Confessions of a Reluctant Blogger

I swore I'd never do it.

Since I filled a hand-made journal given to me by my oh-so-artsy high school girlfriend with the painfully earnest poetry of a grunge-era teenager so many years ago, I've resisted the diarist's urge. After my brief flirtation with chronicling a life that had barely begun, a diary seemed self-indulgent beyond the point that even my less-than-abstemious twenty-something self could tolerate. When people started posting the prosaic day-to-day minutiae of their lives on the (then-new) World-Wide Web, I was even more skeptical; it was clear to me that everyone's lives were in fact a lot less interesting than they themselves thought they were. The launch of technologies -- like Blogger, for example -- that were devoted to democratizing the weblog form beyond those who knew how to make webpages seemed like just another brick removed from the crumbling wall between the private and the public -- reality tv for the web medium.

And so I sat out the beginnings of the blogging revolution, satisfied that I was missing nothing. Why, then, after so many years of resistance, have I taken up the virtual pen now?

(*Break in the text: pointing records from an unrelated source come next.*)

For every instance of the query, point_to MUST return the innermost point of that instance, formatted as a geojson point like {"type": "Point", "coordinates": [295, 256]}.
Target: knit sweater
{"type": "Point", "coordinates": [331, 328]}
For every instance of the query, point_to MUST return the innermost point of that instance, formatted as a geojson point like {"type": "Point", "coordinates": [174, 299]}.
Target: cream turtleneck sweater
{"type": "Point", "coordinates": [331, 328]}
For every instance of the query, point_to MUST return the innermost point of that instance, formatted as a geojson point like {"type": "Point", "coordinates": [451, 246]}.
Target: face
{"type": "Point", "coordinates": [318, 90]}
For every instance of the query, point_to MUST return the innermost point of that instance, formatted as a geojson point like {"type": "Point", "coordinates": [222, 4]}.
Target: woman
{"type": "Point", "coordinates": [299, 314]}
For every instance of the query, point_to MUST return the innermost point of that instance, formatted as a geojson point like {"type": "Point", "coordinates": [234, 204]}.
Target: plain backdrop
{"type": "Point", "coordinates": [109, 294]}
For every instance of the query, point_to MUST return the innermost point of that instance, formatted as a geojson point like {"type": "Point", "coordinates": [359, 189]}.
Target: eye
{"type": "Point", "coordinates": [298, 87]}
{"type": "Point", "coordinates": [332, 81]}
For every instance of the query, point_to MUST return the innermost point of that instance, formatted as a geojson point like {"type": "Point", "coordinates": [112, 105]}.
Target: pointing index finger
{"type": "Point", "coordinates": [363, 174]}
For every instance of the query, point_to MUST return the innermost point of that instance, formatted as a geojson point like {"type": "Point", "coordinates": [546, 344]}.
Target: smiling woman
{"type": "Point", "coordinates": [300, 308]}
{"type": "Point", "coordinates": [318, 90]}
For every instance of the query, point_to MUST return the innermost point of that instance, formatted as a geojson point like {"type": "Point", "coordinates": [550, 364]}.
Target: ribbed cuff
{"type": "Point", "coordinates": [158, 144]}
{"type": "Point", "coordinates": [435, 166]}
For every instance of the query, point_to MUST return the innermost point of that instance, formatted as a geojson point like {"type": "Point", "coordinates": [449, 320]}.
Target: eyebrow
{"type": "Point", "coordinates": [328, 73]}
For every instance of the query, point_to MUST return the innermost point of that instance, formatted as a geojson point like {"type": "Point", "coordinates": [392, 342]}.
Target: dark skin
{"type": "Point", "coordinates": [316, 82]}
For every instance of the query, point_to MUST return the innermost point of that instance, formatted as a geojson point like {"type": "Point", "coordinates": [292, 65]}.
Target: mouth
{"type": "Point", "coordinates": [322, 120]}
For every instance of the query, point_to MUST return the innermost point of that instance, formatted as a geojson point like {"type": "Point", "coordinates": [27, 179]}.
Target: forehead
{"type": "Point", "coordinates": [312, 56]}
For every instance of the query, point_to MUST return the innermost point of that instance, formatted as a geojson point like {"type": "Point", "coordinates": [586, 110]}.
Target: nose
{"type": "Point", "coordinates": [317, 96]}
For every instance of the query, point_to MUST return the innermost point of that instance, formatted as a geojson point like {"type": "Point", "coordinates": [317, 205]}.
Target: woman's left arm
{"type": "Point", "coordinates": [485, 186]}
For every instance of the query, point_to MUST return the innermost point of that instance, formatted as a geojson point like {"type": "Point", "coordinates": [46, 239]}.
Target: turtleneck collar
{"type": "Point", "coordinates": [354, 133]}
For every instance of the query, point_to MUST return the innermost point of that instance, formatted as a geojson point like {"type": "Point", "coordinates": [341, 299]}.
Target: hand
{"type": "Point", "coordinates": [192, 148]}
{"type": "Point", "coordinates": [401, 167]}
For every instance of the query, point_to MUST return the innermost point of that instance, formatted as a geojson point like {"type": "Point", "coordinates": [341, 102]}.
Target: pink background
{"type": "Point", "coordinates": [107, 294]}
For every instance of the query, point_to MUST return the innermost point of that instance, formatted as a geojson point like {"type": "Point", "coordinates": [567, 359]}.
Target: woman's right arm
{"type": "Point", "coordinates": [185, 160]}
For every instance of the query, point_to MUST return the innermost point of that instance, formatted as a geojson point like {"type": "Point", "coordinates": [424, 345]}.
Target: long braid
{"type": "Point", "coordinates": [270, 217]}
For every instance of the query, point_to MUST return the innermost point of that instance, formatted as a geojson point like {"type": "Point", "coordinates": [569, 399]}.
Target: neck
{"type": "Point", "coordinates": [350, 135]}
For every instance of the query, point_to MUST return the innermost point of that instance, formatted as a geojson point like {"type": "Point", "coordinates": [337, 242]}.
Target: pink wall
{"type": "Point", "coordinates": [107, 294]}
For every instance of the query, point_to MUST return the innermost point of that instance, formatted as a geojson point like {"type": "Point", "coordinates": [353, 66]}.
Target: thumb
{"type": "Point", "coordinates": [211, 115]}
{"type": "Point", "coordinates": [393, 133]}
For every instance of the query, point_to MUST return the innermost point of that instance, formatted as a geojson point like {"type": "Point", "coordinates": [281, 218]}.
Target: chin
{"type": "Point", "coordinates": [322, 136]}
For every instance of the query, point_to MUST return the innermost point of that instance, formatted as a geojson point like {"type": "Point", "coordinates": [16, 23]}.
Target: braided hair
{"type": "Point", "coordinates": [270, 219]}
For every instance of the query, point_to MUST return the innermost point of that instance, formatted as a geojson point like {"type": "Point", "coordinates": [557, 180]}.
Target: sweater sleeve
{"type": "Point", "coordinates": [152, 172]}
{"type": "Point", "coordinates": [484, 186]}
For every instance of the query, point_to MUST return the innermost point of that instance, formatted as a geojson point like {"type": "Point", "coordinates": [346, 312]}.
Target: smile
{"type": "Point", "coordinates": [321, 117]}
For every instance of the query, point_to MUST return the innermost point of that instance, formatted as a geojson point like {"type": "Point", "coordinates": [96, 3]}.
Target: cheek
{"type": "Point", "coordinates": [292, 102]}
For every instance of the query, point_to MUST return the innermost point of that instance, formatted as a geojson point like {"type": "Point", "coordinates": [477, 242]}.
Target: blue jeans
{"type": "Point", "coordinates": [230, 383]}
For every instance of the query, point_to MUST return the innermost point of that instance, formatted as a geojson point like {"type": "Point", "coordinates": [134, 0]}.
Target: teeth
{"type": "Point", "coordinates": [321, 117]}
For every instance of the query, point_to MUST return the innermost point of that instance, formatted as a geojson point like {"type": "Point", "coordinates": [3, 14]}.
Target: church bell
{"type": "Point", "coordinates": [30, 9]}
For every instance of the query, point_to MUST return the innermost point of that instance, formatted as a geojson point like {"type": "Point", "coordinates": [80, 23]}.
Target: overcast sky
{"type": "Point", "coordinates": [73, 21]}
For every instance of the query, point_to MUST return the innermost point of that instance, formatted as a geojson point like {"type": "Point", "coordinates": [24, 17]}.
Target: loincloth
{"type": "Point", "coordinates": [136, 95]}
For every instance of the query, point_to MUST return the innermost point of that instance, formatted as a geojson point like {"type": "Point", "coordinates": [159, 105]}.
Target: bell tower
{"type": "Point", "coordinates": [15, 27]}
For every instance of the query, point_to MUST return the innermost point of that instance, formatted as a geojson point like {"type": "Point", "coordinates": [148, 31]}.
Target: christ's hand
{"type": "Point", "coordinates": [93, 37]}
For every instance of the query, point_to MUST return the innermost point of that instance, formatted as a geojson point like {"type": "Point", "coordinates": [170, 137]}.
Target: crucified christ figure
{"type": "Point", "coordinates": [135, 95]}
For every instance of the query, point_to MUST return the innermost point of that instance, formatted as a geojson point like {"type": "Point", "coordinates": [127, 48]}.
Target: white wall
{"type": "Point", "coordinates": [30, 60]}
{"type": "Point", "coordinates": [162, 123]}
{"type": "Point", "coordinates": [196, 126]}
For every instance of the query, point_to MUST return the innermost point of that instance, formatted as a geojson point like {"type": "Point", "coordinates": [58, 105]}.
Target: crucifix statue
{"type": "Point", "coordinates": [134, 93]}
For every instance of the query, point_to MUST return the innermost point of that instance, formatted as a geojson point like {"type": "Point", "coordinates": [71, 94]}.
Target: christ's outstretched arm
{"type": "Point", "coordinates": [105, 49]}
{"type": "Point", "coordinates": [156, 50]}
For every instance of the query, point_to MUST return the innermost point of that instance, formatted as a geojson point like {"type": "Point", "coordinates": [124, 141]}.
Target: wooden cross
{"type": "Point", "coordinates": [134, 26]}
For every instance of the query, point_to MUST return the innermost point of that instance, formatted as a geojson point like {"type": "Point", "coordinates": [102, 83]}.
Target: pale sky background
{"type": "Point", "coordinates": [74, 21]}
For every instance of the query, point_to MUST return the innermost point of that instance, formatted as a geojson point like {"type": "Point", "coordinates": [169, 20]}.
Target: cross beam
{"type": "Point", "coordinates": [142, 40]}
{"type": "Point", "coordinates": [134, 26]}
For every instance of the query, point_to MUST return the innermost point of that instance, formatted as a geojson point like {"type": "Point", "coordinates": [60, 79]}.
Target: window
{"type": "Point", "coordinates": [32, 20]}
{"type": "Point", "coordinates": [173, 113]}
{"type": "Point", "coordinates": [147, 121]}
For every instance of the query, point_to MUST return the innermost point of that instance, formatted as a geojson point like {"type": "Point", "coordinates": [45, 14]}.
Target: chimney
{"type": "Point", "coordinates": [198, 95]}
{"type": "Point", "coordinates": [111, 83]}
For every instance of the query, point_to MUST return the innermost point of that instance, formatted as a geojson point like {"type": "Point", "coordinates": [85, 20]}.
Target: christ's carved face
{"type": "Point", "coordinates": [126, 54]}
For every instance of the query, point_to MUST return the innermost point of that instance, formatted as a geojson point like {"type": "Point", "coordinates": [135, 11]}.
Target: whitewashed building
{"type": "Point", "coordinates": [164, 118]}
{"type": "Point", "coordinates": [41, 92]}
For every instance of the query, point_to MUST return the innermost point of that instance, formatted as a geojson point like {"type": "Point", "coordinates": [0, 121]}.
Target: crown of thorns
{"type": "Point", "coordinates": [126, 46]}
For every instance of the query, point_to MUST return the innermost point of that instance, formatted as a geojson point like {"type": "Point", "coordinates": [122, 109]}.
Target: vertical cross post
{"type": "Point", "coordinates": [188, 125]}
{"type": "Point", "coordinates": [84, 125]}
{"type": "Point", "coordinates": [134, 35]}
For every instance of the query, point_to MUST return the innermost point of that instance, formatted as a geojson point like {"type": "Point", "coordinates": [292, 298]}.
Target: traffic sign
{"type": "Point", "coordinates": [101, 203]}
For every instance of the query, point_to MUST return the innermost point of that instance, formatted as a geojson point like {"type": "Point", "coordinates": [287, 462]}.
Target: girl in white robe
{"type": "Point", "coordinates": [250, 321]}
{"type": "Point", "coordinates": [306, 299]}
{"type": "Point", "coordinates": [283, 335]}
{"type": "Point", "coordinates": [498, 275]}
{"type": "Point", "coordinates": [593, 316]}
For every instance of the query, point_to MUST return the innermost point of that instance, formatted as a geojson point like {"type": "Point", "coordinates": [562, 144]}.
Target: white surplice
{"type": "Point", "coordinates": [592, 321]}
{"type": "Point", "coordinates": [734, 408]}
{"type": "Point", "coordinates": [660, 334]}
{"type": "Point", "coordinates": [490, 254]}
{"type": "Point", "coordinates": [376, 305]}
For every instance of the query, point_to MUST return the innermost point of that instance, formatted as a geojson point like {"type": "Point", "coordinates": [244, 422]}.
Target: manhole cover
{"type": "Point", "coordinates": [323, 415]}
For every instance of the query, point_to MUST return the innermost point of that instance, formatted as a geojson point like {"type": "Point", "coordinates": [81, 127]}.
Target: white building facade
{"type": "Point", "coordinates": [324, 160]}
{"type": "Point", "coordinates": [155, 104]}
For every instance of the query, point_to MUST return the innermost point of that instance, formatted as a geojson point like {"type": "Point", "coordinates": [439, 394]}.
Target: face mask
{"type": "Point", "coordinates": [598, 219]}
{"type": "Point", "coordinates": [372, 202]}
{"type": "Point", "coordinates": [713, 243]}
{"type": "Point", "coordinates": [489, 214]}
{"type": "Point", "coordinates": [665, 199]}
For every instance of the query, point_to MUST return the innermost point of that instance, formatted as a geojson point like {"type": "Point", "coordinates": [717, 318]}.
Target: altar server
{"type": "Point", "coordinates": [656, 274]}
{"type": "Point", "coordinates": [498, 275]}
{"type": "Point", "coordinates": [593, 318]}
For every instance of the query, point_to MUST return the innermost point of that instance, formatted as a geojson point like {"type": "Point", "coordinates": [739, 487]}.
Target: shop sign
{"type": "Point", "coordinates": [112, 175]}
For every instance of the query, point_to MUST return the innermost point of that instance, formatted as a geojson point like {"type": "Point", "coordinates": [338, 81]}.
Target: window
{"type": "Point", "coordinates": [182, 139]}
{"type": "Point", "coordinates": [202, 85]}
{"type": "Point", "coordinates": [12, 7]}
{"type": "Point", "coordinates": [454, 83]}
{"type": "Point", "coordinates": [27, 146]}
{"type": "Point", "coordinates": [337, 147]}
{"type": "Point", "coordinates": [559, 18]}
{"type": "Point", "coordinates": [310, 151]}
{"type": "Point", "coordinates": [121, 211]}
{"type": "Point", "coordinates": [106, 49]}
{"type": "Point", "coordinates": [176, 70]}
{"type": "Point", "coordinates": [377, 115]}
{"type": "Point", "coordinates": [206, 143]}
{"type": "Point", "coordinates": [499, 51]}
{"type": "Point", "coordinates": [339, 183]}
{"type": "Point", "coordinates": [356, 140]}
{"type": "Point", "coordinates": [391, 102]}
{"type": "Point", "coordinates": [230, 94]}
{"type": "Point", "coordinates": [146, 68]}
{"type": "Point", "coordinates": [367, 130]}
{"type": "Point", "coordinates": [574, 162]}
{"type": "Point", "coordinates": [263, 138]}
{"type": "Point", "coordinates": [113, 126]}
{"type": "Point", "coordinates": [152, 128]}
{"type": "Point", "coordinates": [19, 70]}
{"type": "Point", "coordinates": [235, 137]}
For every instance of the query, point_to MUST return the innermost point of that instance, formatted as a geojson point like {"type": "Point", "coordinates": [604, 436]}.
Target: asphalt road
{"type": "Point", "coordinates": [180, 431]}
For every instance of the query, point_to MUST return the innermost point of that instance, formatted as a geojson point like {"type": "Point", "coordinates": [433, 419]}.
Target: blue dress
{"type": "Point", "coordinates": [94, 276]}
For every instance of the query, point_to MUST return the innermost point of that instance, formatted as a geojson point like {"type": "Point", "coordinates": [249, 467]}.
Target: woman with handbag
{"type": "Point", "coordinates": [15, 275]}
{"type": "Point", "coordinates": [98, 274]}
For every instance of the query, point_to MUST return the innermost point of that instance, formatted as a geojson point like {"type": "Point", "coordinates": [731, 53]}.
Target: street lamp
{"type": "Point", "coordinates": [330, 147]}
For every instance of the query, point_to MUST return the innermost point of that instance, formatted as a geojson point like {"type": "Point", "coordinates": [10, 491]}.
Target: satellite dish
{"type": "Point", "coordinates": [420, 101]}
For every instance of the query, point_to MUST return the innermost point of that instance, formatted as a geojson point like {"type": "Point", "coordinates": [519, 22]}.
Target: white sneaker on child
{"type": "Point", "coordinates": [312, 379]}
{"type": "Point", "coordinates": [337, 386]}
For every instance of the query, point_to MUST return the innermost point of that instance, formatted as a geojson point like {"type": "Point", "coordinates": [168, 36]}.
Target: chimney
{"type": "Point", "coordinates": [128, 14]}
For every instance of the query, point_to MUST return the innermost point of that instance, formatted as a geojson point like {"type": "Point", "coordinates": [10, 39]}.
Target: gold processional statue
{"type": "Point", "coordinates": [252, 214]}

So in this space, you'll find musings and notes on some of the things that make me tick both professionally (design, web technology and culture) and personally (mostly music, with the occasional diversion into my previous life as an academic studying the history of religions and Bollywood film). If, from time to time, you do me the honor of reading my ramblings, I hope they prove interesting and that you'll occasionally take the opportunity to leave some comments.